Son dos muestras de literatura que desuellan la política sin enunciarlo. A través de una sumatoria de voces e historias -en ambas historias operan las metahistorias, las narraciones y cuentos que cuentan otros personajes y otros tiempos-, aparece finalmente la silueta de algunos personajes que bien pueden ser un abuelo muerto, un niño cadáver de una guerra, o la propia sociedad diseccionada.
Modesta Dinamita, de Víctor Goldgel (Blatt & Ríos)

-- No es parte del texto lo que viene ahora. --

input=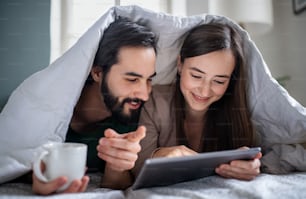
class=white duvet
[0,6,306,183]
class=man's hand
[97,126,146,171]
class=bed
[0,172,306,199]
[0,6,306,199]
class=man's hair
[88,17,156,80]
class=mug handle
[33,151,49,182]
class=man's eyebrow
[190,67,206,74]
[190,67,230,78]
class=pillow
[0,6,306,183]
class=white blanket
[0,172,306,199]
[0,6,306,183]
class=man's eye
[191,75,201,79]
[126,78,137,82]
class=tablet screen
[132,147,261,189]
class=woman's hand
[215,149,262,180]
[152,145,197,158]
[32,164,89,195]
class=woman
[133,23,262,180]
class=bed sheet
[0,172,306,199]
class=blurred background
[0,0,306,110]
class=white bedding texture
[0,172,306,199]
[0,6,306,199]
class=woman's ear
[90,66,102,82]
[176,56,182,75]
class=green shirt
[66,117,137,172]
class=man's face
[101,47,156,123]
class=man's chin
[113,111,139,124]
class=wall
[0,0,50,110]
[187,0,306,106]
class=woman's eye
[126,78,137,82]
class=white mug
[33,142,87,191]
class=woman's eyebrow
[124,72,143,77]
[190,67,230,78]
[124,72,156,78]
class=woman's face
[178,49,235,112]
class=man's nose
[135,84,151,101]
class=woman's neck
[184,106,206,152]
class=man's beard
[101,78,144,125]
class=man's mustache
[122,98,144,105]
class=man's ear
[90,66,102,82]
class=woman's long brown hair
[175,23,254,152]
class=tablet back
[132,147,261,189]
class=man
[32,18,156,195]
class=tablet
[132,147,261,190]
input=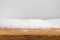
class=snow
[0,18,60,28]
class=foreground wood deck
[0,28,60,36]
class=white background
[0,0,60,19]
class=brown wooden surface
[0,28,60,36]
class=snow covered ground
[0,18,60,28]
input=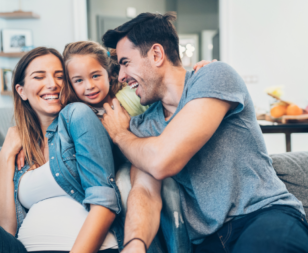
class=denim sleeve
[68,103,121,214]
[185,62,248,117]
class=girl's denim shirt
[14,103,124,250]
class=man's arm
[122,166,162,253]
[70,205,116,253]
[102,98,237,180]
[0,127,21,236]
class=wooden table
[260,123,308,152]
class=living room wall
[220,0,308,153]
[0,0,74,107]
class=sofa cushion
[270,152,308,217]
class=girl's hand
[101,98,130,143]
[194,59,217,73]
[1,126,22,160]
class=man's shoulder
[190,62,238,83]
[130,101,162,137]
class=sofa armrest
[270,152,308,215]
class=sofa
[270,152,308,216]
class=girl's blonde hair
[12,47,65,167]
[61,41,126,105]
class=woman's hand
[194,59,217,73]
[1,126,22,160]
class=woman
[0,47,121,253]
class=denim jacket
[14,103,124,250]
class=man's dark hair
[102,12,181,66]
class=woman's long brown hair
[12,47,65,166]
[61,41,126,106]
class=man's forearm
[124,184,162,251]
[0,151,17,236]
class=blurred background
[0,0,308,154]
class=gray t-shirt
[130,62,304,244]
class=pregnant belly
[18,196,117,251]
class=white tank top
[18,162,118,251]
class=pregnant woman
[0,47,121,253]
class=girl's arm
[0,127,21,236]
[71,205,116,253]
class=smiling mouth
[85,91,99,98]
[41,93,59,100]
[128,81,139,89]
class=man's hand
[194,59,217,73]
[16,149,26,170]
[121,240,146,253]
[101,98,130,143]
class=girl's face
[67,55,109,107]
[15,54,63,120]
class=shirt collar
[46,116,59,132]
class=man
[103,13,308,253]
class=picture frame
[179,34,199,70]
[1,29,33,53]
[0,68,13,96]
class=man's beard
[139,73,165,105]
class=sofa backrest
[271,152,308,218]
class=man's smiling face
[116,37,163,105]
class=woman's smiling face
[16,54,64,119]
[67,55,109,107]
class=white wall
[220,0,308,153]
[0,0,79,107]
[88,0,167,41]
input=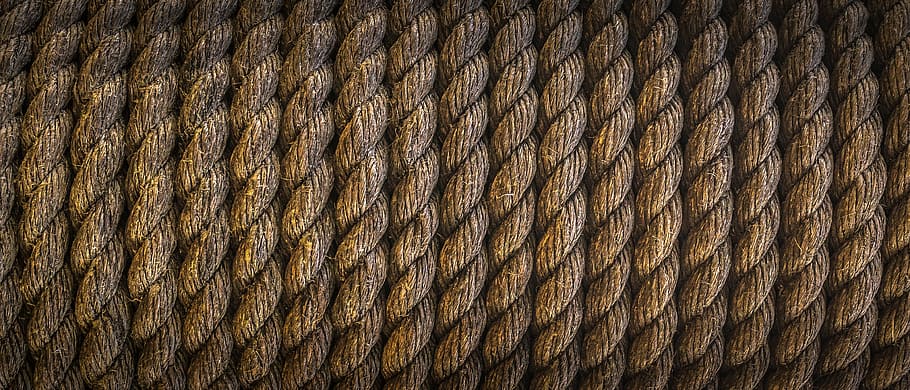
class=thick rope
[176,0,237,389]
[125,0,186,388]
[580,0,635,389]
[69,0,136,389]
[278,0,337,389]
[382,0,439,389]
[767,0,833,389]
[626,0,683,389]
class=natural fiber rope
[482,0,538,390]
[176,0,237,389]
[625,0,683,389]
[329,0,389,389]
[432,0,490,389]
[278,0,337,389]
[581,0,635,389]
[125,0,186,388]
[382,0,439,389]
[69,0,136,389]
[719,0,781,389]
[0,1,41,388]
[768,0,833,389]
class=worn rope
[382,0,439,389]
[229,0,284,388]
[125,0,186,388]
[626,0,683,389]
[176,0,237,389]
[719,0,781,389]
[0,1,41,388]
[69,0,136,389]
[329,0,389,389]
[278,0,337,388]
[672,1,733,389]
[768,0,833,389]
[581,0,635,389]
[482,0,538,390]
[815,0,885,388]
[865,0,910,389]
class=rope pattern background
[0,0,910,390]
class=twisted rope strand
[865,0,910,389]
[382,0,439,389]
[673,1,733,389]
[69,0,136,389]
[433,0,490,389]
[329,0,389,389]
[626,0,683,389]
[125,0,186,388]
[176,0,237,389]
[815,1,885,389]
[278,0,336,389]
[581,0,635,389]
[481,0,537,390]
[531,0,587,388]
[0,1,41,388]
[719,0,780,389]
[229,0,284,388]
[767,0,833,389]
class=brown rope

Floreal ha muerto 92 años después de haber nacido, y un coro de voces se junta a despedirlo. ¿Pero quién es este anarquista que estuvo preso en Ushuaia, armó bibliotecas populares, tuvo un hijo desaparecido y una novia revolucionaria que lo dejó por la causa, y que ahora es despedido por hijos, nietas, amigos en medio de una Buenos Aires inundada hasta las rodillas?
Goldgel, que se ha doctorado en Letras y publicado ensayos entre la literatura y la Historia, toma prestada en esta novela la voz de una decena de personajes para engendrar la vida de Floreal, un imprentero, linotipista, obrero anarquista, que acaba de morir pero que aún tiene mucho para decir. Y lo hace con una maestría asombrosa para ponerle piel y voz a cada personaje: a viejos compañeros de militancia anarquista repletos de historias, gestos y fracasos; al hijo rico y la hija que abrazó la humildad; a dos nietas jóvenes que emergen como universos posibles (una de ellas heteronormada, cheta, de espiritualidad new age; otra lesbiana, en el universo de lo popular), y más.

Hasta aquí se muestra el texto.